Published: January 23, 2020 12:02:11 am
A common exercise among theatre practitioners is to say a line in many ways, altering with subtleties of accent and expression its meaning. So, whether the emphasis is placed on “be” or “not” in “to be or not to be” makes all the difference. Derek Fowlds, who died last week, at 82, managed to say so many different things with just two words, when he played Bernard Woolley, the junior civil servant and private secretary to minister and later British Prime Minister Jim Hacker, in Yes, Minister and Yes, Prime Minister.
Yes, Minister and its sequel had, and continue to have, a particular resonance in India. This is in part due to the fact that this country shares the Westminster system with the British and much of the Commonwealth — the obfuscations of British bureaucratic language, the pomposity of civil servants, have deep resonance with anyone who has interacted with babus or the sarkar. But what truly set apart Yes, Minister — and even its Indian remake, Ji Mantriji — was that the agents of the state were not villainous. Each of them — the minister, the private secretary and the senior permanent secretary, Sir Humphrey — had a logic to their actions. The politician, answerable to the people, wanted quick-fixes and the civil servant wanted things to stay the same.

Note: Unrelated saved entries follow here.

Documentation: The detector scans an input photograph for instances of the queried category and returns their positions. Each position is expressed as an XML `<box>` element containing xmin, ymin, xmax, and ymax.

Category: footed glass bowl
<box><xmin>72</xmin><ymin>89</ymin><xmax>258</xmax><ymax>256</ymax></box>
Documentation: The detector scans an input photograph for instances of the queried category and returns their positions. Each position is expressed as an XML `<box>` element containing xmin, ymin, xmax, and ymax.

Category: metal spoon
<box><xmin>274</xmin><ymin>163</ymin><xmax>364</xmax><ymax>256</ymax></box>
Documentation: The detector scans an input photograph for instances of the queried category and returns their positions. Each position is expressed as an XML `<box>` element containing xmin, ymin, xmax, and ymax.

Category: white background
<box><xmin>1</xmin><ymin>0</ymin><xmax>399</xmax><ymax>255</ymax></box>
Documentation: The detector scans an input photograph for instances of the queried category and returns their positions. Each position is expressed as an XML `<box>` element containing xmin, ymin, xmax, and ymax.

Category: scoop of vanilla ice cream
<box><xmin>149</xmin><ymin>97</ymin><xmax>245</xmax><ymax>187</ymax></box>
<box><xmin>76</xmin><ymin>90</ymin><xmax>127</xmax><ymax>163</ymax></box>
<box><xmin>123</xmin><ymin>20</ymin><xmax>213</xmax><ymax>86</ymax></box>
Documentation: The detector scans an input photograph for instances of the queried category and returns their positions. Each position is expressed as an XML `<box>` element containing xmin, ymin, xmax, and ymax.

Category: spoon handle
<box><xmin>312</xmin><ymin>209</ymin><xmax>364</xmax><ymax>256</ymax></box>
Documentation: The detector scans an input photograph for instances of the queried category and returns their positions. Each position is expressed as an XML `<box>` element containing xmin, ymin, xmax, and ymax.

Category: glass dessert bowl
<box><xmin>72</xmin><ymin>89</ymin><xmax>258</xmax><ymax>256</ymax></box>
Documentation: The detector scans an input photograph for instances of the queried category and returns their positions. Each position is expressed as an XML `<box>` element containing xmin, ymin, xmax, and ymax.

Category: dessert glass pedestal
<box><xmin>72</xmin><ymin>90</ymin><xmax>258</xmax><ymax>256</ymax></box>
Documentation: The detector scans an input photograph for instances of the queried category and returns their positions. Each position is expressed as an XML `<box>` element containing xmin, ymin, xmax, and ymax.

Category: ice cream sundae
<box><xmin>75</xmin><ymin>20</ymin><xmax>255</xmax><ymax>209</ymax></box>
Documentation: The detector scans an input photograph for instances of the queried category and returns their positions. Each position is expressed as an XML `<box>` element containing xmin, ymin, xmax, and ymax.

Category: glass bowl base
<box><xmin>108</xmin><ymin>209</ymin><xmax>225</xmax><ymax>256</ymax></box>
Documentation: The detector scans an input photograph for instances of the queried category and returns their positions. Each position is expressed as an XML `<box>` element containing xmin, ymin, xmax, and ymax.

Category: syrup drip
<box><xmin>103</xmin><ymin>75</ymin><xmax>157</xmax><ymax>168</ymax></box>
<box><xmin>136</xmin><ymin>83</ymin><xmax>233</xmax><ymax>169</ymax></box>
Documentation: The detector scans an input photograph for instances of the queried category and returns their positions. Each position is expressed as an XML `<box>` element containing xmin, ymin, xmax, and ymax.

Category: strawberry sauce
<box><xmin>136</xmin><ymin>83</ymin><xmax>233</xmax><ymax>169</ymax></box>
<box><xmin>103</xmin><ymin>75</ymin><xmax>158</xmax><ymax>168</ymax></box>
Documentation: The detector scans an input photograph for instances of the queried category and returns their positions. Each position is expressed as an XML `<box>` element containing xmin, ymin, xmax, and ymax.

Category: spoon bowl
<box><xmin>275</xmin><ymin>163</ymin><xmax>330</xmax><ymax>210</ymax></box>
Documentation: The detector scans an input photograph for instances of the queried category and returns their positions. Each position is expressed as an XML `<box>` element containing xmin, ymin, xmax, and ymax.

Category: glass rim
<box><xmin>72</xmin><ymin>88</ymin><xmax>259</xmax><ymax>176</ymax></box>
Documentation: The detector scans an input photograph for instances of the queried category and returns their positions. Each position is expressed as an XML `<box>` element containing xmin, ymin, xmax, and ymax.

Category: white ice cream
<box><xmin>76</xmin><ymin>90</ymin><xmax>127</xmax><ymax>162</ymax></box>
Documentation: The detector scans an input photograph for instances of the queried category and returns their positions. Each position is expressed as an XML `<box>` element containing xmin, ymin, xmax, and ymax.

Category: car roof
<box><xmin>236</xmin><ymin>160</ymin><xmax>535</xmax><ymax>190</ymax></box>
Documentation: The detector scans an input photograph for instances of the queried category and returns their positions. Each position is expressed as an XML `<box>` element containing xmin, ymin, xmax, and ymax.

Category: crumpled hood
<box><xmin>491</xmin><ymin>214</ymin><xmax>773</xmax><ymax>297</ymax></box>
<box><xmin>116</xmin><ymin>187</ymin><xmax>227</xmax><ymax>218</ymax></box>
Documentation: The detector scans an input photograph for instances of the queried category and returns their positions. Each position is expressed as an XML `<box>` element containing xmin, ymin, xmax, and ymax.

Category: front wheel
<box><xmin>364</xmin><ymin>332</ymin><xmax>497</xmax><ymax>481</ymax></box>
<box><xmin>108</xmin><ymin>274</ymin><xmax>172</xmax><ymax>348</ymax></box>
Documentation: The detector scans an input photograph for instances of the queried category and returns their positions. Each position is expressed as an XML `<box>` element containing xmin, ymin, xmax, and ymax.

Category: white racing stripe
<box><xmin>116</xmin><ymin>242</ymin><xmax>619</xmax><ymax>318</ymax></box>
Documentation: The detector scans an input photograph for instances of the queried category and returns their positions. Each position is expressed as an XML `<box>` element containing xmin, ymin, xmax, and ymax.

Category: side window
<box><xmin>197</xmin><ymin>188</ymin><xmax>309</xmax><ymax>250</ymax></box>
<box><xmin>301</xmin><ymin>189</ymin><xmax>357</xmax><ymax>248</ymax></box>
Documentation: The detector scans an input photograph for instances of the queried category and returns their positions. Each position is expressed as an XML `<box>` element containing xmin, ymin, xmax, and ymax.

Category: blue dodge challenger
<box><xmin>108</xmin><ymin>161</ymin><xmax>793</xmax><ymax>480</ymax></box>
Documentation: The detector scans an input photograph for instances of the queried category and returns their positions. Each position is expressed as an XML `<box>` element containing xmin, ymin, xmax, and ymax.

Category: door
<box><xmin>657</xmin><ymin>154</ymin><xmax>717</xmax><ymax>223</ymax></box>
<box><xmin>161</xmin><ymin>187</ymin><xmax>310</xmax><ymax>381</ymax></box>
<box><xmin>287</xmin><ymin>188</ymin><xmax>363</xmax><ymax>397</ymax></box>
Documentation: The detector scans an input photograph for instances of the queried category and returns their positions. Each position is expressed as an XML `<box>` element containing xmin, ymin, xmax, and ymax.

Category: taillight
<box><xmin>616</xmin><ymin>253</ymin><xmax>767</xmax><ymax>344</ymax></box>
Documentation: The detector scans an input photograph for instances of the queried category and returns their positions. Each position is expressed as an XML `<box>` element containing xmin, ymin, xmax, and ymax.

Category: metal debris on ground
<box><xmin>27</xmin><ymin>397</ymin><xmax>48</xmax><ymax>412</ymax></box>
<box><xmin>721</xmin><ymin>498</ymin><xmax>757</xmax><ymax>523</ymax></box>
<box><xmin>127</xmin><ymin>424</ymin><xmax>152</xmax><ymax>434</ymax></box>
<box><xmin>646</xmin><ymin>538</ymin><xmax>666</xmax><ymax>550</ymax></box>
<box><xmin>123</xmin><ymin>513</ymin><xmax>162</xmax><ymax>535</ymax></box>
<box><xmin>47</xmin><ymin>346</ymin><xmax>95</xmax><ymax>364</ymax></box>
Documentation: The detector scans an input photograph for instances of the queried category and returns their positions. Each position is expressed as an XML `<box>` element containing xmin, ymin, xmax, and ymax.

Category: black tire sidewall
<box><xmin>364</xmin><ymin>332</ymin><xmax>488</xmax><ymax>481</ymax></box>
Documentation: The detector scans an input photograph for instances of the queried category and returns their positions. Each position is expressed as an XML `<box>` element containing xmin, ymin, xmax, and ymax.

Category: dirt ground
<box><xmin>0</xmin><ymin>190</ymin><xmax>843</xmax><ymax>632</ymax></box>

In Yes, Minister, we never find out which party Hacker belongs to, nor the political leanings of Bernard and Sir Humphrey. But the show illustrated for the world an important lesson about the nature of the state: The steel frame is conservative. And it can find ways to circumvent the politician. The ways in which Fowlds managed to say “Yes, Minister” and “Of course, Sir Humphrey” were a subversion of all the preening and certainty that the powerful deploy.